1996 may not have been ready for Aphex Twin
In Hear This, The A.V. Club writers sing the praises of songs they know well. This week, we’re picking some of our favorite songs from 1996.
Aphex Twin, “4” (1996)
If you’d asked me about electronic music in 1996, I’d have offered some mealy-mouthed half-reply about The Chemical Brothers or “that Daft Punk video with the dog,” before dismissing the lot of it as “raver stuff.” It would be six more years before I first heard Boards Of Canada’s Geogaddi, the album that completely redefined everything I thought electronic music could be, and sent me down a wormhole of discovery so deep I’ve never crawled back out since. In the interim, I missed out on some incredible records thanks to my stubborn lack of curiosity about “techno,” where I lumped absolutely anything made with digital instruments. I wonder how much of that time could have been salvaged if I hadn’t been too foolishly blinkered to take a chance on Aphex Twin’s Richard D. James Album from that year, whose opening song “4” alone might have showed me that electronic music was capable of so much more than giving people in visors and glow-tape-covered JNCO pants something to dance to.

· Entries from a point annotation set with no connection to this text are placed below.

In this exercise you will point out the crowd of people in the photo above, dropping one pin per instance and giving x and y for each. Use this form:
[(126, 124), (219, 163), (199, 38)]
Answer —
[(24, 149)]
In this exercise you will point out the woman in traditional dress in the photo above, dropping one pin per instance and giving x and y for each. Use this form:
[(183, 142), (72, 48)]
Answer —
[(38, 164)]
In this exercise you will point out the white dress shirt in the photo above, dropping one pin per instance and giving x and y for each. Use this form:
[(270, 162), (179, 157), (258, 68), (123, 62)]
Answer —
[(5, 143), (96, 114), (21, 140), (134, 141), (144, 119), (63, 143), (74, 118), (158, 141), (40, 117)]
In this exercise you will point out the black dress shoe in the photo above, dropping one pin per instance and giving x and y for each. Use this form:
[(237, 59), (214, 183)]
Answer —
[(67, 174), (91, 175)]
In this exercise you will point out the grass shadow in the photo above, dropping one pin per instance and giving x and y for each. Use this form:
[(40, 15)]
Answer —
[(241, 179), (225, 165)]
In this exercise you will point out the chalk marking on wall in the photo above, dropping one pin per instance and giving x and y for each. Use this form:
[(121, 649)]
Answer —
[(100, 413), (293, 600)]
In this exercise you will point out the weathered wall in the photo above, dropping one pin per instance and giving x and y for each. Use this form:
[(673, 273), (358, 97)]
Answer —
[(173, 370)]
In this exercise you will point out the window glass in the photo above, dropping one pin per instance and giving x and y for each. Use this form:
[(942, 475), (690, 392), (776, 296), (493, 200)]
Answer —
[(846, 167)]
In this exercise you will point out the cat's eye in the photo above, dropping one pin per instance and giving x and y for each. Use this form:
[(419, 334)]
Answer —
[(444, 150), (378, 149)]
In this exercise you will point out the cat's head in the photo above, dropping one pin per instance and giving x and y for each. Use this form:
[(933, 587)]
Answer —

Like the rest of Aphex Twin’s fourth studio record, which takes its title from his actual name, “4” feels warmly, oddly personal. Its vocal “hook,” a sample of James’ dad calling him in for tea (“Richard?” “Yeah”), has the offhand quality of the recording accident that it is, but it’s also intentionally revealing—a little bit of humdrum humanity bleeding in to confirm that, behind all these robotic manipulations, there’s just a good kid “fucking around in a bedroom on the computer.” That balance between machine and man, natural and mechanical colors the entire album, with the warm ambient tones of James’ earlier works, playful children’s nursery rhymes, and an aura of lilting, English countryside romanticism married to some of the most mind-splattering jungle and drill ’n’ bass beats ever created. “4” itself is driven by a distorted snare roll that James pulls and stretches beyond all rhythm or recognition, but the mental picture it creates through its top layers of sentimental strings is of a fondly remembered late-summer afternoon, maybe enjoying a cup of tea with a loved one.
It’s an unusually expressive piece, and one that shows the many modes and moods that electronic music was capable of, something that James and his many acolytes continue to prove to listeners some 20 years after Richard D. James’ watershed release. Even for those of us who weren’t open-minded enough to hear it the first time around.